Buyer pools for insurance agencies at the $1.5M to $50M revenue range generally fall into six buckets: PE-backed mid-tier insurance brokerage consolidators building regional or state-by-state platforms (the most active band of consolidators below the megacaps), Hub International / Acrisure / BroadStreet / AssuredPartners-tier megacaps with national consolidation theses, privately-held regional brokerage holding companies building long-hold platforms (no PE backing, family-office or operator-CEO capital), individual operator-buyers with insurance-industry experience using SBA-leveraged or personal capital to acquire single agencies, family offices and patient-capital strategics building insurance-broker portfolios on long-hold time horizons, and a small set of strategic acquirers from adjacent verticals (wealth-management firms looking to add insurance distribution, P&C insurance carriers looking to vertically integrate distribution). Each bucket prices the same business differently. CGK’s structured competitive process makes them compete against each other so the highest-quality buyer for your specific business surfaces.
How much does CGK charge to sell an insurance agency?
CGK works on a success-fee basis. You pay nothing upfront and nothing if the business does not sell. The percentage depends on transaction size and complexity, and we walk through the exact terms during our first confidential conversation. There is no retainer and no monthly fee.
How long does it take to sell an insurance agency?
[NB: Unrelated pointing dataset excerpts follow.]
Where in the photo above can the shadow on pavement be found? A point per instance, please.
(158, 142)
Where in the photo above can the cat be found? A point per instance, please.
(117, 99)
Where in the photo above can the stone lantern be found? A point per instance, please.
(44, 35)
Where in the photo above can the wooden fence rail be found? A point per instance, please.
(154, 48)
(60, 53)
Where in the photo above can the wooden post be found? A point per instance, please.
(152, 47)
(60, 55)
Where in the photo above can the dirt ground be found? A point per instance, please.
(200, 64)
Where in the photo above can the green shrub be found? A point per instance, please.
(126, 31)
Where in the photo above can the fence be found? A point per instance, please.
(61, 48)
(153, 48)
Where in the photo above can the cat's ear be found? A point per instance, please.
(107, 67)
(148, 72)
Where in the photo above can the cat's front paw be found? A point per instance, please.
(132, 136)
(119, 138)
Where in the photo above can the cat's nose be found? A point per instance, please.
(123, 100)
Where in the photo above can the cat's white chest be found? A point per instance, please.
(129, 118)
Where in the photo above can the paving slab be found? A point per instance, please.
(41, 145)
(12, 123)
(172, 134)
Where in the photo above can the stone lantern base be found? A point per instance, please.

Most CGK insurance-agency engagements close 5 to 9 months from signed engagement to wire transfer, slightly faster than the typical CGK engagement window because insurance-broker M&A is a mature market with established diligence playbooks at the active consolidators. CGK can take an insurance agency to market in as little as four to five weeks once a seller provides clean financials and the right operational detail (producer-by-producer book ownership and validation status, producer-retention package documentation, separated P&C and benefits P&Ls, customer-concentration breakdown by line, carrier-appointment-portability analysis, contingent-commission history per carrier, AMS system data with book-retention metrics, E&O claims history, working-capital schedule). Independent P&C agency deals tend to land mid-range in that window when the producer-retention structures are documented and the AMS data is clean. Specialty wholesale brokerage deals can take slightly longer because the surplus-lines positioning requires additional diligence on the carrier and producer relationships.
Will my producers stay through the transition?
Producer retention is a top-two buyer concern on every insurance-agency engagement, second only to book-retention stability, because the producer-flight risk post-close is the single largest underwriting concern at most consolidator buyers. A producer who walks with their book within the first 12 to 24 months of a sale can collapse meaningful value the buyer paid for. CGK screens buyers partly on integration track record and helps you negotiate producer-retention structures (deferred-compensation packages tied to multi-year retention, producer-equity stakes, stay-bonus packages tied to book-retention thresholds, producer-compensation harmonization protections) into the LOI before signing. The strongest deals lock in the senior validated producers through five-year retention windows and the mid-career producers through three-year retention windows. When the buyer is a privately-held mid-tier consolidator or a regional brokerage holding company who plans to actually preserve the branch identity rather than absorb it into a national platform-wide brand, the producer-retention question is structurally easier than under a Hub International-tier megacap that expects to harmonize producer compensation against a national standard.